The Prime Minister’s similar reactions in 2016 and 2018 calls to mind Talleyrand’s famous description of France’s Bourbon dynasty after its 1815 restoration of having learned nothing and forgotten nothing. The song sheet given to ministers on Sunday, from which all sang with enthusiasm, shows Turnbull is not alone. They won’t admit they have drifted towards the electoral rocks and actively do something to make themselves acceptable to the centre-right silent majority who, as in Longman, are either parking their votes with the likes of One Nation or refuse to vote Coalition. Perhaps they’re already fatalistic about what awaits them at the general election.
But there is still time. What’s now clear is the next election will be held around May next year. National polls like Newspoll indicate Labor can still be beaten if that remaining time is used carefully and wisely.
In its remaining 10 months, the government can do five things. First, abandon its current company tax plan to ultimately extend tax cuts to all companies. It has won its personal tax cuts and company tax cuts for small and medium businesses are locked in. Rest on that and sell their personal and economic benefits hard. Second, it should accept Labor has won the populist argument on Medicare, health and hospitals, and make sure it has a coherent health policy and vision – not just funding – that at least it can defend at the polls and show up Labor’s hollow populism for the shame it is. Third, reject any energy policy or national agreement that put obsessions about reducing emissions ahead of reducing prices. If, as looks likely, the Senate cross-bench rejects energy minister Josh Frydenberg’s National Energy Guarantee as being too soft on emissions and too coal-friendly, that could be a political blessing in disguise. And repudiating the Paris climate accord and its draconian emissions reduction targets wouldn’t be a bad idea either: if America can do it, so can we. Fourth, reaffirm its commitment to strengthening our borders, and reject any UN convention that comprises our sovereignty over them.

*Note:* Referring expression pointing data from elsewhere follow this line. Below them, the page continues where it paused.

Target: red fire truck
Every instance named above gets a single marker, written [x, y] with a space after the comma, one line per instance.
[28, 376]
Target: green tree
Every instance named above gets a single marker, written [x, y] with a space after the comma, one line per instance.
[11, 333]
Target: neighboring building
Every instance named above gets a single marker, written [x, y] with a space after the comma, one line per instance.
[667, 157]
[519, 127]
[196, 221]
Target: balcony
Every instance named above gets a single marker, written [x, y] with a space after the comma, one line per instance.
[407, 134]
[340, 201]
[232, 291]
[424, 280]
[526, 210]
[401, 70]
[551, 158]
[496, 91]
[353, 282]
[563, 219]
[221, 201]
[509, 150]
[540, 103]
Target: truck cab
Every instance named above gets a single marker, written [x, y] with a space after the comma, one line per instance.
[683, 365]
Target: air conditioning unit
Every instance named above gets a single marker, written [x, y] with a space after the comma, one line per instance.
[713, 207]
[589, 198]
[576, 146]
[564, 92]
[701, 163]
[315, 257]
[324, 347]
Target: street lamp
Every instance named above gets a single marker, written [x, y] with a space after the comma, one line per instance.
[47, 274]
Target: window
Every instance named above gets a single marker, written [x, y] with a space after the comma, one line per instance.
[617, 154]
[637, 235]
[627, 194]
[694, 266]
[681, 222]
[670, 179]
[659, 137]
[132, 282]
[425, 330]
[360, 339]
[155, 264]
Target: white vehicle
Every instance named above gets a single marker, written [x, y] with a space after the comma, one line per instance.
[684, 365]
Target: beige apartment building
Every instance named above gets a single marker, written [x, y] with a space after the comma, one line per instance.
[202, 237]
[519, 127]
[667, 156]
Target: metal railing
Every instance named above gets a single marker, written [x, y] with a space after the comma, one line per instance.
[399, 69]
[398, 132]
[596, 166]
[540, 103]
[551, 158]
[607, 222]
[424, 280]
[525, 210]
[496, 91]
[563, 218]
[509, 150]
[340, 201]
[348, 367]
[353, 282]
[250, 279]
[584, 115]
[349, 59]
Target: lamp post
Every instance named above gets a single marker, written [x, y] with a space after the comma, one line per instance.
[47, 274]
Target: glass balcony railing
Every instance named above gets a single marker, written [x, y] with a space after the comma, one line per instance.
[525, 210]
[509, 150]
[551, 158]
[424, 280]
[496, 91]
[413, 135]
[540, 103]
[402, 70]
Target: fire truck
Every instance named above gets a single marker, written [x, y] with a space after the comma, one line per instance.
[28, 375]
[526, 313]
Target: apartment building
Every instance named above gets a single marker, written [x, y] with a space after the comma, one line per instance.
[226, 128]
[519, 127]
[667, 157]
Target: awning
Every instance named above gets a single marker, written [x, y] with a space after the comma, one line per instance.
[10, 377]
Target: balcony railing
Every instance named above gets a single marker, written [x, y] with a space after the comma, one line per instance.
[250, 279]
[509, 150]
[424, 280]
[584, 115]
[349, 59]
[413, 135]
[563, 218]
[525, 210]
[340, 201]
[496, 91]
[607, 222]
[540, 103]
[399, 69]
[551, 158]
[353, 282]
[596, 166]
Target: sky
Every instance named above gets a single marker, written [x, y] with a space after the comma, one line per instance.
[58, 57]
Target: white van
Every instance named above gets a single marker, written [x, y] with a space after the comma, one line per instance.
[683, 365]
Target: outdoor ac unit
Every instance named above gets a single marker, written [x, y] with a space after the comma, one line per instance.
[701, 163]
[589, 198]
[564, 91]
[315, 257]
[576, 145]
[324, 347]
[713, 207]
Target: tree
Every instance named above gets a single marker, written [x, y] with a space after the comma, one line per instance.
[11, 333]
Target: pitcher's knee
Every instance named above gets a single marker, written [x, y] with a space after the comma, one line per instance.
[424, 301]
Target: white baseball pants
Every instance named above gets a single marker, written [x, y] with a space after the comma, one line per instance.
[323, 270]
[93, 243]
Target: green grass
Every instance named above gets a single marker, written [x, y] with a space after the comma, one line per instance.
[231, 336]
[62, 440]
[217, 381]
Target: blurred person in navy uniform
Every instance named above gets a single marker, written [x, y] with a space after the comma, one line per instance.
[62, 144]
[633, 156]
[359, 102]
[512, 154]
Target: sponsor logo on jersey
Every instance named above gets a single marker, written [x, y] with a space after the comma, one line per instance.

Finally, show a little humility and realism. Don’t insult voters’ intelligence by explaining the harsh verdict of Longman, Braddon and Mayo as the Titanic stopping to take on ice. Admit mistakes. Commit to learning the lessons of the Longman vote collapse that is sending tremors up the coast of Queensland, where a swag of Coalition marginal seats lie. Be prepared to make significant changes to policies and direction to reassure the Coalition’s traditional centre-right base, even if it means swallowing some pride: in Turnbull’s case that includes accepting some sensible positions that his nemesis Tony Abbott has been advocating from the wilderness of the backbench.
And as for realism, Liberals and their disillusioned supporters need to accept that a panicked leadership change is no miracle cure for the Coalition’s ills. Like it or not, Malcolm Turnbull is taking the Coalition to the looming election, and having made its leadership bed of nails the government’s job is to lie in it as best it can. The time to change back to Abbott, or any other leadership candidate, is now past. There now simply is no alternative to Turnbull who is acceptable to both party room and electorate: Abbott and the likes of Peter Dutton may tick one or other box but, alas, not both.
If they need any encouragement to do something the Prime Minister, his ministers and Coalition MPs should ponder the ignominious fate of ‘Big Trev’ Ruthenberg in Longman. If nothing changes after last Saturday, that fate is what awaits them.